Saddam doesn't have to duck for cover just yet. Personally, the bombings endanger him little. And they seem to have had slight effect on his power base, though it is tough to judge popular support for the dictator. One year after Clinton unveiled his plans to overthrow Saddam, Iraqi opposition groups grumble that the program is being staged more for show than out of any conviction that the exiles have a chance of succeeding. House International Relations Committee chairman Benjamin Gilman asserts flatly, "The Administration is not very serious...about replacing Saddam's regime."
Dodging the Golden Bb
At Incirlik, an isolated Turkish base 444 miles southeast of Istanbul, the Gulf War has never really ended. Most mornings some two dozen American F-15s and F-16s scream skyward, along with E-3 and RC-135 command planes and KC-135 tankers to keep them safely flying and fueled. An hour later, in a delicately choreographed ballet 400 miles east, the warplanes take their final sips of gas before turning south toward Iraq. Their mission: to show the Iraqi military how impotent Saddam is in protecting Iraqi sovereignty--and them. Maybe this will foment rebellion.

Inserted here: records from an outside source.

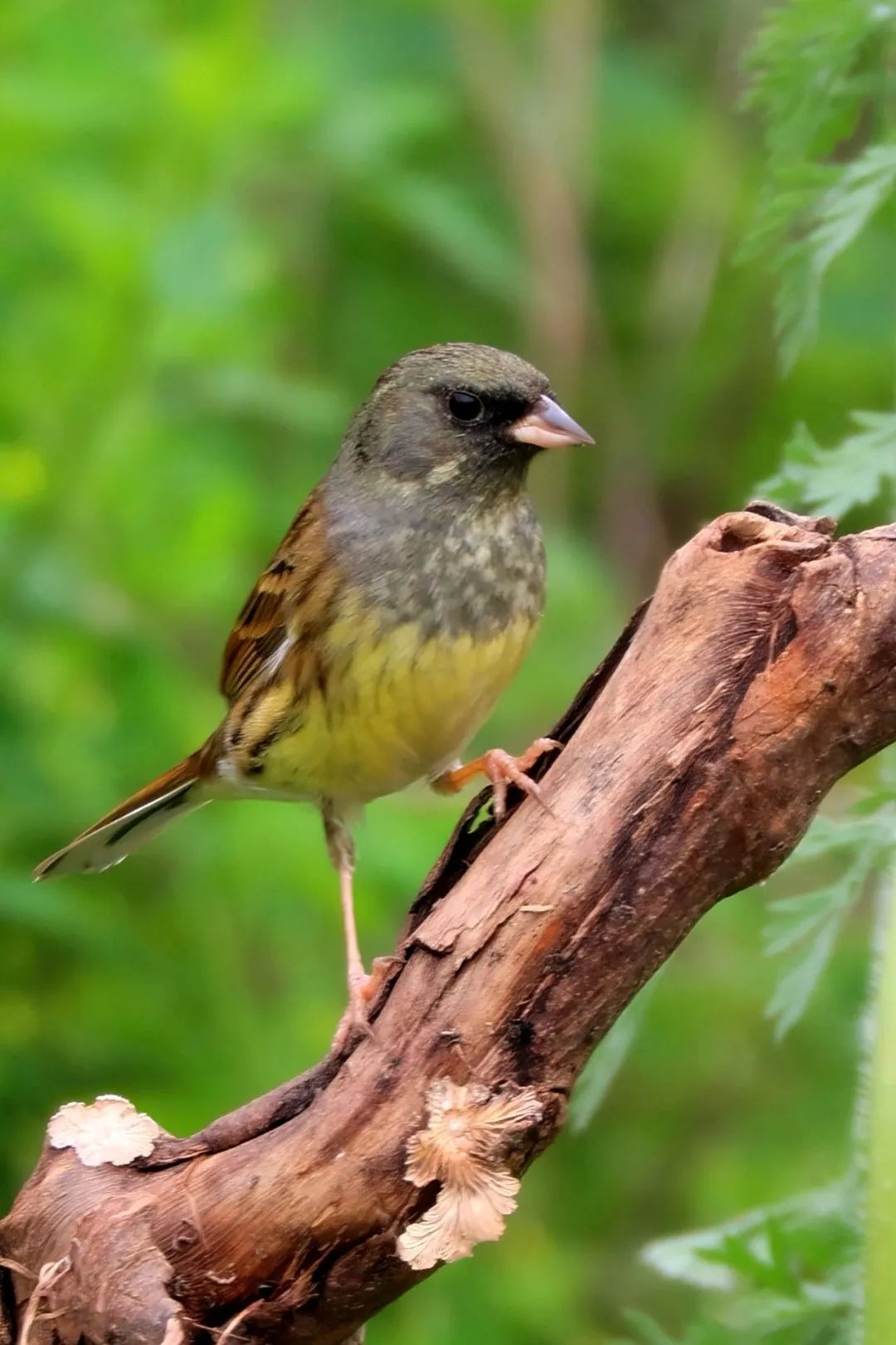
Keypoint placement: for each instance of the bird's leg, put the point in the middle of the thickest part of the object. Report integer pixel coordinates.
(342, 853)
(501, 770)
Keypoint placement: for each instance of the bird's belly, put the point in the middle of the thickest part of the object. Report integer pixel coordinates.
(394, 708)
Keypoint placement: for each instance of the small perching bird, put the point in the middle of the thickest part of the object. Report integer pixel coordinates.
(396, 610)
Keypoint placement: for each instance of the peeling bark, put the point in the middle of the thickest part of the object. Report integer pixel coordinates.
(763, 670)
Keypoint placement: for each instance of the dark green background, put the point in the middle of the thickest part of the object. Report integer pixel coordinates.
(218, 222)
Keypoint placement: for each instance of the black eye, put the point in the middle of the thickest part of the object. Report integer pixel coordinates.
(465, 407)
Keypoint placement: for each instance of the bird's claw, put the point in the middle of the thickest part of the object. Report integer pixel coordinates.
(504, 770)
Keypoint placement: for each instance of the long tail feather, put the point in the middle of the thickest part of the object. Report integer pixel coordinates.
(143, 816)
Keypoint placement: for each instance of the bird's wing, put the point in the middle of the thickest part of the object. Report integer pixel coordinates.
(277, 619)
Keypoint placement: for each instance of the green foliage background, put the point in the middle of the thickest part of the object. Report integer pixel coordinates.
(220, 221)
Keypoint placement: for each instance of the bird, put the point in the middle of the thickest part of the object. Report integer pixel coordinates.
(389, 621)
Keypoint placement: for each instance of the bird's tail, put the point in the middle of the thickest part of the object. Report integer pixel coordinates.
(114, 837)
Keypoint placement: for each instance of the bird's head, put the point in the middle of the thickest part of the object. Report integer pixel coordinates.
(459, 412)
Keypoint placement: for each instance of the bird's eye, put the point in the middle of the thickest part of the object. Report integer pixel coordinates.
(465, 407)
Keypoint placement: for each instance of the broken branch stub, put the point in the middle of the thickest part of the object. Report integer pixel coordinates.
(762, 670)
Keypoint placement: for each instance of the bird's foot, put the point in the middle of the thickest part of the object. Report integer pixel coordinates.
(502, 770)
(363, 990)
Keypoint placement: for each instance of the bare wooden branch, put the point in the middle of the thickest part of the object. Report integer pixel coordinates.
(763, 669)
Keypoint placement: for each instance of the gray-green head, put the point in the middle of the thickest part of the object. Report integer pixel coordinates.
(455, 412)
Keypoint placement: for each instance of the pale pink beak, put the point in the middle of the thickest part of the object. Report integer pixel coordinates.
(547, 426)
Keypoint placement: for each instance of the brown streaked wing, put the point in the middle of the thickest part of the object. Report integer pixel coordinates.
(268, 615)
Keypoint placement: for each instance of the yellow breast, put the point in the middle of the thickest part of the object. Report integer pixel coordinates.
(396, 706)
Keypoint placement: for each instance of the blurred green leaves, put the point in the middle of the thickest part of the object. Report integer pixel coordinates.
(822, 82)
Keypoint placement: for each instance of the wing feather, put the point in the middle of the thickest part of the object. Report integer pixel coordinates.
(272, 621)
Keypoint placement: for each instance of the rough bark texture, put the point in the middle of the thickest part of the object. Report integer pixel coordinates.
(763, 669)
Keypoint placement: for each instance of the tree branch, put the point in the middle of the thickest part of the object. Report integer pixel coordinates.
(763, 669)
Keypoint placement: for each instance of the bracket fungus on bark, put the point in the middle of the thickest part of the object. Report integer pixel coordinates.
(463, 1148)
(110, 1130)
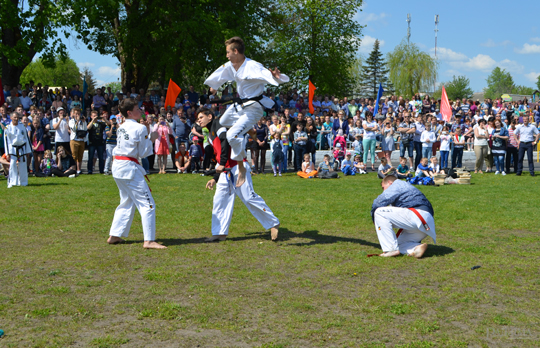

The war out of Incirlik began last Dec. 28 following a four-day U.S. bombing campaign designed to hinder Saddam's efforts to build atomic, biological and chemical weapons. Since then, according to Pentagon reports, American pilots have flown close to 12,000 missions, dropped some 1,200 bombs on nearly 300 targets and destroyed 139 anti-air artillery guns, 28 radars, 13 mobile surface-to-air missile launchers and 22 command sites--all without a single scratch on American property. For the most part, the Iraqis lie low and launch a flurry of flak, hoping to down a warplane and deliver a live pilot to Saddam. "If you're looking at the right place at the right time, you can see the muzzles flash," says Captain Brian Baldwin, an F-15 pilot. "They're looking for the golden BB."